To fill the 111 five-page reading slots, Taylor said, requires some serious outreach to past and possible new readers. “Anyone you can think of, I emailed,” she said.
“It’s a testament to Provincetown that for the most part we get that number of readers every year,” she added. Town Manager Alex Morse opened the marathon this year, but Borkowski fondly remembers the opening of the first marathon in 2016, when whale-obsessed author Philip Hoare gained special permission to begin his reading on the Rose Dorothea, and then jumped from ship to floor-level stage mid-passage.
Hoare, Borkowski said, once described Moby-Dick as the “queerest book imaginable,” especially, he added, in chapters 93 and 94, which he called “the raciest chapters.”
Local actor Paul Haley performed the quarterdeck scene this year. And Mike Packard, the lobster fisherman who famously found himself inside a whale last summer, read the Jonah and the Whale sermon. Packard could not be reached for comment on the accuracy of Melville’s description of a whale’s insides.
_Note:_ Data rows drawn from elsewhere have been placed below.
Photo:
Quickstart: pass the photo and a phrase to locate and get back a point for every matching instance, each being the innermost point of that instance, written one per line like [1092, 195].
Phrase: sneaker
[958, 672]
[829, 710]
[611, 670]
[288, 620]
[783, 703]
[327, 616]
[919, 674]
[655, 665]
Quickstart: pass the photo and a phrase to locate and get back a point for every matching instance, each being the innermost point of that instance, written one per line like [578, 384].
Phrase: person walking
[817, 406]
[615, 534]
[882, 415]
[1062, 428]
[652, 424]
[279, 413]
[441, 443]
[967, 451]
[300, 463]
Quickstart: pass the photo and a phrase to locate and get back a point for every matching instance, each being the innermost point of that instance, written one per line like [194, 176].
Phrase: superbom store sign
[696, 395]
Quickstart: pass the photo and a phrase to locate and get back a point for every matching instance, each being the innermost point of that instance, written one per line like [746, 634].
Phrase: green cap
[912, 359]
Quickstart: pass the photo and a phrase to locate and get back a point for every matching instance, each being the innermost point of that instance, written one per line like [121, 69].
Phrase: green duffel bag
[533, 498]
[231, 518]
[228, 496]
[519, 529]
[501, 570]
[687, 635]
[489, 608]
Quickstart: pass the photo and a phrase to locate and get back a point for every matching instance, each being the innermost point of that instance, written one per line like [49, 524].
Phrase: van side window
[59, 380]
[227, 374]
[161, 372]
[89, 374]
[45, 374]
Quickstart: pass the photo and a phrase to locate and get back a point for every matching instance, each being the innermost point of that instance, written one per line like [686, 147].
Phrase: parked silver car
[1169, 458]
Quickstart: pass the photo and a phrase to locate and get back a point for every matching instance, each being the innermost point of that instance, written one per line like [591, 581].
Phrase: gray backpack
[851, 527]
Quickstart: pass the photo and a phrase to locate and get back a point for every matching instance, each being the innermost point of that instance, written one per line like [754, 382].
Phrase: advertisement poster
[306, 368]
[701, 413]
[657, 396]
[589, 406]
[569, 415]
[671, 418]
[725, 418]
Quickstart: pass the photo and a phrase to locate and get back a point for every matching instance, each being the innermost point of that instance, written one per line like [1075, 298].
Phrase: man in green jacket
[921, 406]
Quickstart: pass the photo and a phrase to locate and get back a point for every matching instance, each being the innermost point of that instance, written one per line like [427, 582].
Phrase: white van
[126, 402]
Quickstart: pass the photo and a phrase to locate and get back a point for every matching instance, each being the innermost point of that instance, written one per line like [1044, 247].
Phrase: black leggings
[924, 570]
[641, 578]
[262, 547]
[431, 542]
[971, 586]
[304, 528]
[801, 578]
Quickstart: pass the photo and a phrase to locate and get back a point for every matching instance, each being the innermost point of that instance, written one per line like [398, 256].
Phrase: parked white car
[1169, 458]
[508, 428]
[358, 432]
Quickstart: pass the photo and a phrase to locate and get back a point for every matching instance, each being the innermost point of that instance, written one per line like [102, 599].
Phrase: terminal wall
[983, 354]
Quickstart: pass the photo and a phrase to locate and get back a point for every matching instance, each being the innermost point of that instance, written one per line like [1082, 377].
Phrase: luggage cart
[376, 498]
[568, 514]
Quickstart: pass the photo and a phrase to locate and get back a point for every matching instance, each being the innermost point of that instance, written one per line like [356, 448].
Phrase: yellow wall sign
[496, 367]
Reading aloud can offer a different way into a book. “I didn’t read it when I was supposed to in high school,” said Larry Williams, who is from Western Mass., admitted after his Sunday reading. “But now, doing something with the voices allows me to hear the depth of the story.”
This reporter clocked in as reader number 99 at page 521. To prepare, I’d recorded myself reading the section in whispered tones and then played the recording on a loop underneath my pillow as I slept — an Orwellian yet effective practice I learned when reading Brave New World in high school.
In my section, Captain Ahab discovers the compass’s needle has been altered by a lightning strike, and he rushes to fix the ship’s course and bolster the crew’s mood. Though my selected passage was full of descriptive sentences detailing binnacles, the home for a ship’s compass, and spars, the wooden pole for a sail, it was also filled with punchy dialogue, wit, and cultural references.
Was I inspired to sit down with the classic text after the reading? Perhaps, but even if I don’t slog through chapters on blubber to reach the book’s tragic end, I am inspired to view the iconic text as a living document, given vulnerability and life by strangers reading in a once-prominent fishing capital.
And, when in a storm, whether in a library chair or a ship’s bow, I’ll always remember a wary regard for thunder, and a healthy preference for rum.